Ketiga tersangka tersebut yakni Kepala KPP Madya Banjarmasin Mulyono (MLY), Tim Pemeriksa KPP Madya Banjarmasin Dian Jaya Demega (DJD), serta Manajer Keuangan PT Buana Karya Bhakti (PT BKB) Venasius Jenarus Genggor alias Venzo (VNZ).
“KPK menaikkan perkara ini ke tahap penyidikan dengan menetapkan tiga orang sebagai tersangka,” ujar Deputi Penindakan dan Eksekusi KPK, Asep Guntur Rahayu, saat konferensi pers di Gedung Merah Putih KPK, Jakarta Selatan, Kamis (5/2/2026).

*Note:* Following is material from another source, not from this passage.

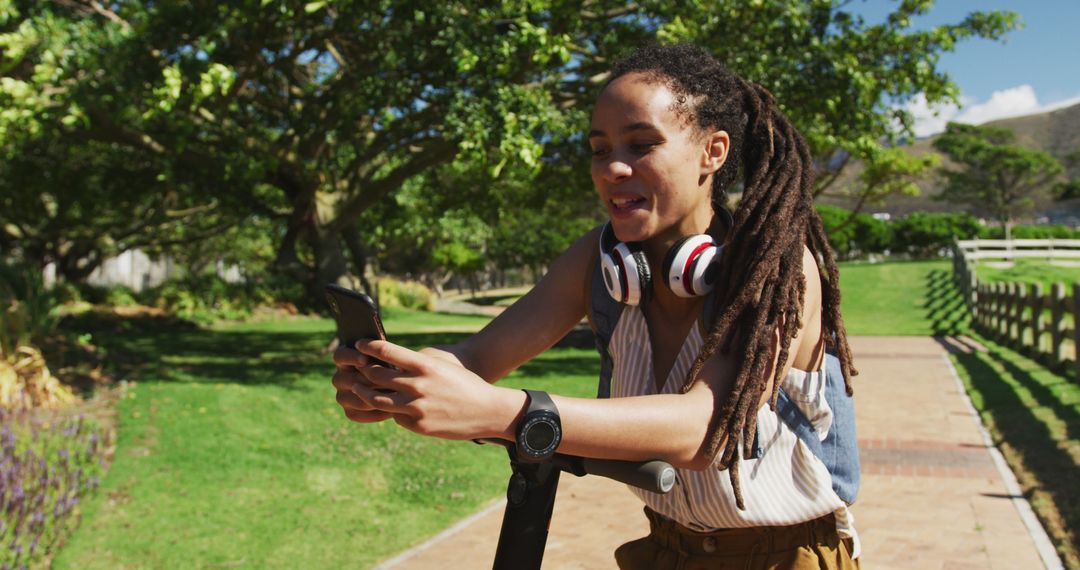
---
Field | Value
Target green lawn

Dalam konstruksi perkara, Venzo diduga mewakili PT Buana Karya Bhakti untuk memberikan suap kepada Mulyono dan Dian Jaya guna meloloskan pengajuan restitusi pajak perusahaan senilai Rp48,3 miliar. Total uang suap yang disiapkan dalam perkara ini mencapai Rp1,5 miliar.

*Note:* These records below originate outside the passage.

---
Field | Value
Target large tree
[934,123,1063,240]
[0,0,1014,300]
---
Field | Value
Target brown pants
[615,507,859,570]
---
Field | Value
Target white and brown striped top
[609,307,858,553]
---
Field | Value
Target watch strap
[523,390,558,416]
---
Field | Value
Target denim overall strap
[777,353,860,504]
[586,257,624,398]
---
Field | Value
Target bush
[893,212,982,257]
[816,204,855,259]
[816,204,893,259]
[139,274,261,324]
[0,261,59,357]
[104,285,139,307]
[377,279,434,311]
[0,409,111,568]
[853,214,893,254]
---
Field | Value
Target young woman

Uang suap tersebut diduga dibagi kepada para pihak dengan rincian Rp800 juta diterima Mulyono, Rp180 juta untuk Dian Jaya, dan Rp520 juta dikuasai Venzo. Pembagian ini menjadi bagian dari kesepakatan dalam pengurusan restitusi pajak di KPP Madya Banjarmasin.
“KPK selanjutnya melakukan penahanan terhadap para tersangka selama 20 hari pertama, terhitung sejak 5 hingga 24 Februari 2026. Penahanan dilakukan di Rumah Tahanan Negara Cabang Gedung Merah Putih KPK,” jelas Asep.

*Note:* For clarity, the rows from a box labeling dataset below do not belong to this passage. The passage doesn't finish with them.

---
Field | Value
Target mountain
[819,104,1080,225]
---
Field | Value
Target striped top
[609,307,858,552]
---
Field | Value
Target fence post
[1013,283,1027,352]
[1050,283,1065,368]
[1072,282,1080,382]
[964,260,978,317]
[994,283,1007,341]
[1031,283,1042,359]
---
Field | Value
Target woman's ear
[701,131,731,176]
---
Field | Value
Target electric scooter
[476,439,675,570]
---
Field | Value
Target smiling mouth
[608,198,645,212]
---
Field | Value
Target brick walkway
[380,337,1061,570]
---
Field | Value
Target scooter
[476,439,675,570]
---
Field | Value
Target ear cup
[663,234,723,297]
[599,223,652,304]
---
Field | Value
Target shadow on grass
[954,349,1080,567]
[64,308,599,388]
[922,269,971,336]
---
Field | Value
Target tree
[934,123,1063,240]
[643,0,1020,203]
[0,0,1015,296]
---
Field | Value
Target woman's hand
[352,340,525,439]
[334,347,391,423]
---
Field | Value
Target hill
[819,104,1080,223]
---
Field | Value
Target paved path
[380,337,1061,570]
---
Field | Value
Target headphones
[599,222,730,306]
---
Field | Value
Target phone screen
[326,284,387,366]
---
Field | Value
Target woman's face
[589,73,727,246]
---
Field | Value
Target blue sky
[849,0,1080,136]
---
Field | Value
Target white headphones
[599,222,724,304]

Atas perbuatannya, Mulyono dan Dian Jaya selaku penerima suap disangkakan melanggar Pasal 12 huruf a dan Pasal 12 huruf b Undang-Undang Nomor 31 Tahun 1999 tentang Pemberantasan Tindak Pidana Korupsi, serta Pasal 606 ayat (2) Undang-Undang Nomor 1 Tahun 2026.
Sementara itu, Venzo selaku pemberi suap disangkakan melanggar Pasal 605 dan Pasal 606 ayat (1) Undang-Undang Nomor 1 Tahun 2026. KPK menegaskan akan terus mendalami perkara ini guna menelusuri kemungkinan keterlibatan pihak lain.